Ainsi filèrent les jours et les semaines comme autant de petites victoires sur mes incertitudes. Je n’osais pas encore espérer et gardais dans le cœur une morsure douloureuse. Et quand au coin d’une rue, au détour d’une vitrine, mon regard se posait sur un petit vêtement tout mignon, sur un joyeux jouet, sur le dernier modèle de biberon, je me gardais bien de m’attarder.

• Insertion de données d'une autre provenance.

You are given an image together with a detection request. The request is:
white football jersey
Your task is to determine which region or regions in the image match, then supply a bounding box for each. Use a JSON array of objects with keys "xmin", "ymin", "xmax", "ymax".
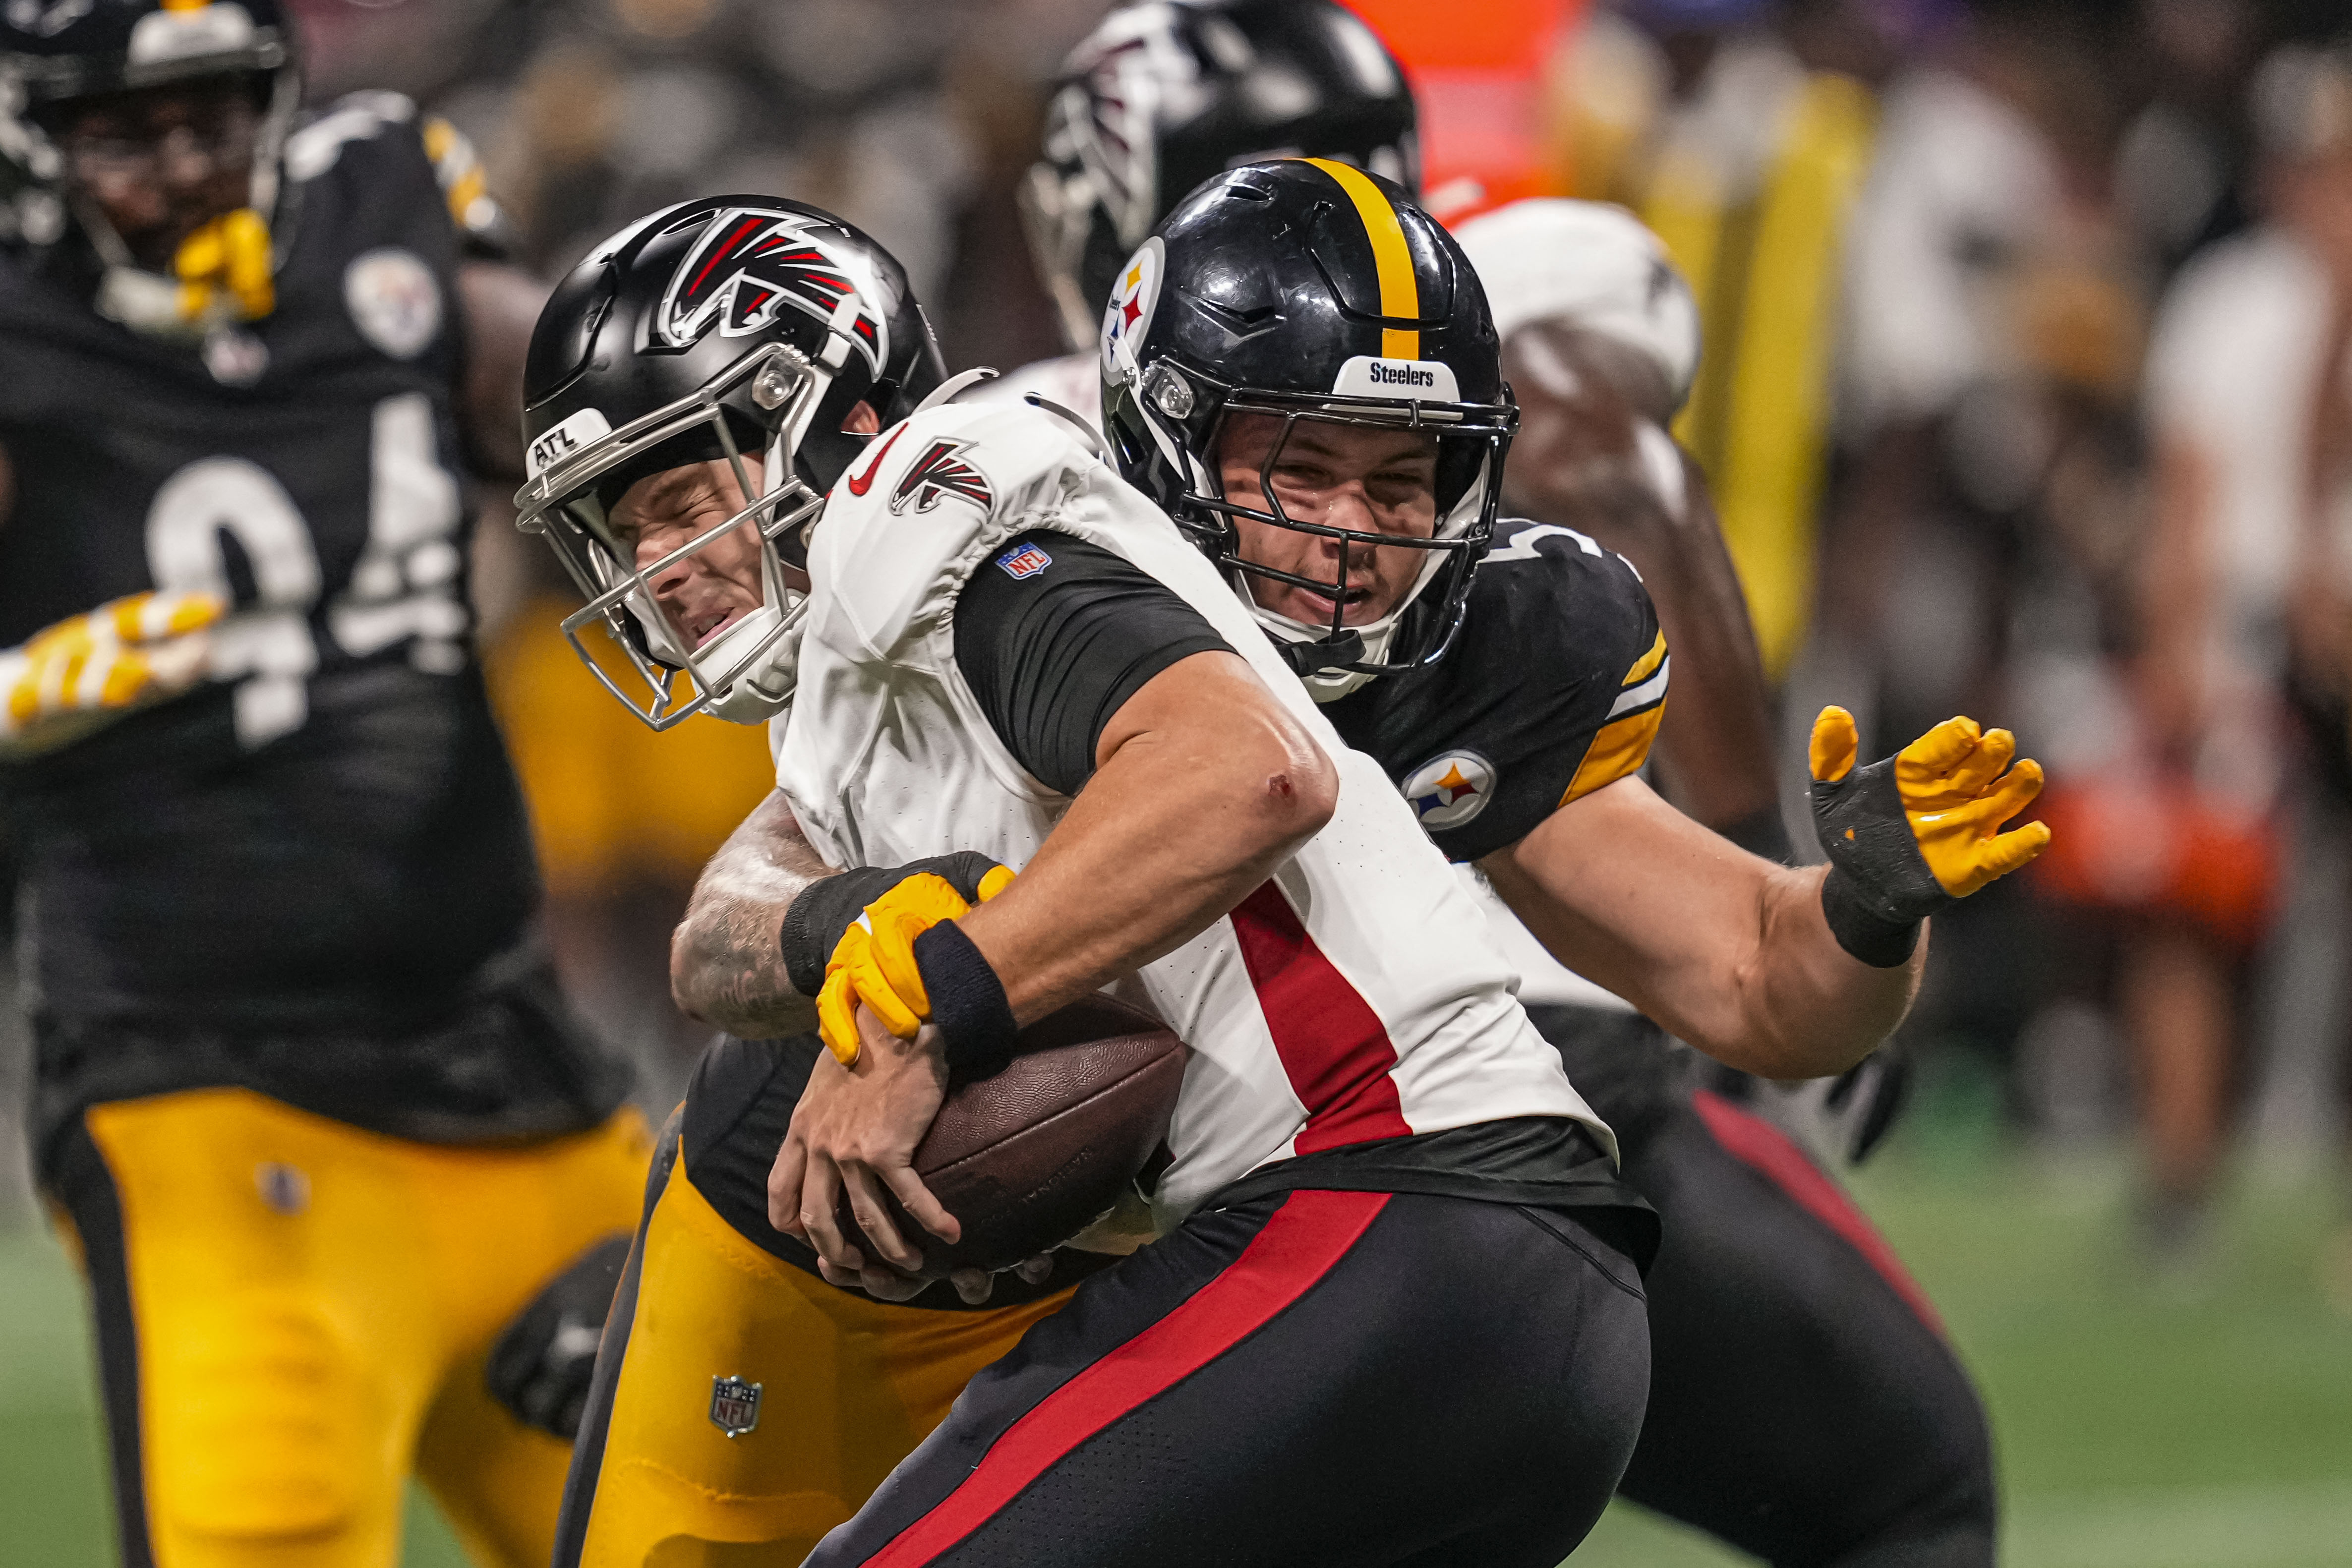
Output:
[{"xmin": 772, "ymin": 398, "xmax": 1604, "ymax": 1223}]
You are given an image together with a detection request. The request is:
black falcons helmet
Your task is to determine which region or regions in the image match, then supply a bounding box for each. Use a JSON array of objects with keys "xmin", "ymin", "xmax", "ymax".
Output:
[
  {"xmin": 515, "ymin": 195, "xmax": 945, "ymax": 730},
  {"xmin": 1022, "ymin": 0, "xmax": 1417, "ymax": 351},
  {"xmin": 0, "ymin": 0, "xmax": 299, "ymax": 252},
  {"xmin": 1106, "ymin": 158, "xmax": 1515, "ymax": 691}
]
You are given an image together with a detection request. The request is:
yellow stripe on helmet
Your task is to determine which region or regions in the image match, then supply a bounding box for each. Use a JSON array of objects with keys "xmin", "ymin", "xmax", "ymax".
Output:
[{"xmin": 1300, "ymin": 157, "xmax": 1420, "ymax": 360}]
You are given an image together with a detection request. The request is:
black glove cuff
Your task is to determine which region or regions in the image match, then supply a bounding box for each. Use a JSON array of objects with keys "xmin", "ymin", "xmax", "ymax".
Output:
[
  {"xmin": 912, "ymin": 920, "xmax": 1019, "ymax": 1083},
  {"xmin": 1820, "ymin": 866, "xmax": 1923, "ymax": 968},
  {"xmin": 779, "ymin": 868, "xmax": 903, "ymax": 997},
  {"xmin": 779, "ymin": 852, "xmax": 1010, "ymax": 997}
]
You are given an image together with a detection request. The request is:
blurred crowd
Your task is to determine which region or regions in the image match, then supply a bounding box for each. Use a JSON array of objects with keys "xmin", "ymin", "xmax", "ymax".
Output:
[{"xmin": 9, "ymin": 0, "xmax": 2352, "ymax": 1285}]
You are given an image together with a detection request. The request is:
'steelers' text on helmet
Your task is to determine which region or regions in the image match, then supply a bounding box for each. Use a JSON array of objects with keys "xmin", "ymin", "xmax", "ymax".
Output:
[
  {"xmin": 1105, "ymin": 158, "xmax": 1516, "ymax": 698},
  {"xmin": 0, "ymin": 0, "xmax": 300, "ymax": 325},
  {"xmin": 514, "ymin": 195, "xmax": 945, "ymax": 731},
  {"xmin": 1021, "ymin": 0, "xmax": 1417, "ymax": 354}
]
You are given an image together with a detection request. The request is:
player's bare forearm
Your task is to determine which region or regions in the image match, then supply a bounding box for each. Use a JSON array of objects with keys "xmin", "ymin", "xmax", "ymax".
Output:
[
  {"xmin": 958, "ymin": 649, "xmax": 1337, "ymax": 1024},
  {"xmin": 1480, "ymin": 776, "xmax": 1919, "ymax": 1078},
  {"xmin": 1617, "ymin": 460, "xmax": 1781, "ymax": 838},
  {"xmin": 456, "ymin": 262, "xmax": 548, "ymax": 484},
  {"xmin": 671, "ymin": 789, "xmax": 837, "ymax": 1037}
]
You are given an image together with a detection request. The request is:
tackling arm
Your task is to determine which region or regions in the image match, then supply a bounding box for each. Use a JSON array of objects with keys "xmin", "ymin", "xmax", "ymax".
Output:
[
  {"xmin": 1481, "ymin": 777, "xmax": 1916, "ymax": 1079},
  {"xmin": 1484, "ymin": 708, "xmax": 2049, "ymax": 1080},
  {"xmin": 671, "ymin": 788, "xmax": 838, "ymax": 1038}
]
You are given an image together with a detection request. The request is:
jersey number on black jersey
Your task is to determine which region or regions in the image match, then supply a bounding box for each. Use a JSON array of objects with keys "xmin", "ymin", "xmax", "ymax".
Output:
[{"xmin": 146, "ymin": 393, "xmax": 466, "ymax": 748}]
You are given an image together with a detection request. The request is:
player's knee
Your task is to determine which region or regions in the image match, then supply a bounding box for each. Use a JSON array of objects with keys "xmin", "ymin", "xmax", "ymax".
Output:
[{"xmin": 147, "ymin": 1296, "xmax": 383, "ymax": 1550}]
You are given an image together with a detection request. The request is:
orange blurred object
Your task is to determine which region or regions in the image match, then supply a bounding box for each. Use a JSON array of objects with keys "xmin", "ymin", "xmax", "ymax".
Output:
[
  {"xmin": 2030, "ymin": 779, "xmax": 2279, "ymax": 950},
  {"xmin": 1342, "ymin": 0, "xmax": 1589, "ymax": 222}
]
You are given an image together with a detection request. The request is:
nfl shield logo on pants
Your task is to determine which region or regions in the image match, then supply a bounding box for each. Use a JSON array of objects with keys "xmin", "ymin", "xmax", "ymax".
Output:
[{"xmin": 709, "ymin": 1375, "xmax": 762, "ymax": 1438}]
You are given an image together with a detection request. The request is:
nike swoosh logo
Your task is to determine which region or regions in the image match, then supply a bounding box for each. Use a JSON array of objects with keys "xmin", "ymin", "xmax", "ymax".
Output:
[{"xmin": 845, "ymin": 425, "xmax": 905, "ymax": 496}]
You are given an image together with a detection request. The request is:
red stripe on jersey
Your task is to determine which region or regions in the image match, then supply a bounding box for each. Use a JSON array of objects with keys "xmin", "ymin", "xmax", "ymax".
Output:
[
  {"xmin": 1691, "ymin": 1090, "xmax": 1945, "ymax": 1336},
  {"xmin": 862, "ymin": 1189, "xmax": 1389, "ymax": 1567},
  {"xmin": 1229, "ymin": 881, "xmax": 1413, "ymax": 1153}
]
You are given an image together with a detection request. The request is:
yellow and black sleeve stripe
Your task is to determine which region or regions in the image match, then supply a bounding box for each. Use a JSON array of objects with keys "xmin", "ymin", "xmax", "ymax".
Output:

Ce fut finalement l’échographie qui me tranquillisa. Le bébé se portait comme un charme, son cœur battait fort et il n’y en avait qu’un (ouf!). Louka était là, il scotchait ses yeux tout émus sur l’écran, la gynécologue nous parlait tout doucement… Tout allait bien.

Nous rentrâmes rue de Médicis dans un silence un peu cotonneux, chacun perdu dans ses pensées. Louka posa sur le bar les deux images imprimées que l’on nous avait données... Et nous restâmes là quelques minutes à regarder notre future progéniture qui, objectivement, ne ressemblait pas à grand-chose.

« - Il a ton nez, Romy, tu ne trouves pas ?

- Méchant ! Il a plutôt le nez de E.T...

(Je lui pinçai doucement le bras)

- Aïe ! C’est bien ce que je disais : ce n’est pas de mon côté, ça.

- Gnagnagna. C’est tout flou, d’abord.

- …

- Louka ?

- Oui ?

- On va pouvoir le dire, maintenant.

- Really, tu es prête ?

- Oui.

- Alors il faut que je te montre quelque chose.

- Quoi donc ? »

Il s’éclipsa rapidement et revint avec un sac en papier rouge qu’il me tendit sans rien ajouter. Je l’ouvris sans tarder, et en tirai un doudou tout mignon, tout rond, tout roux, tout doux, en forme de petit chameau. Il était tellement cute… J’en eus les larmes aux yeux ! Et je m’empressai d’embrasser le très sexy futur papa.


Nous allions avoir un bébé : il était temps de proclamer la nouvelle à travers le monde.



*Ya d'la joie, de Charles Trénet ; single, 1936.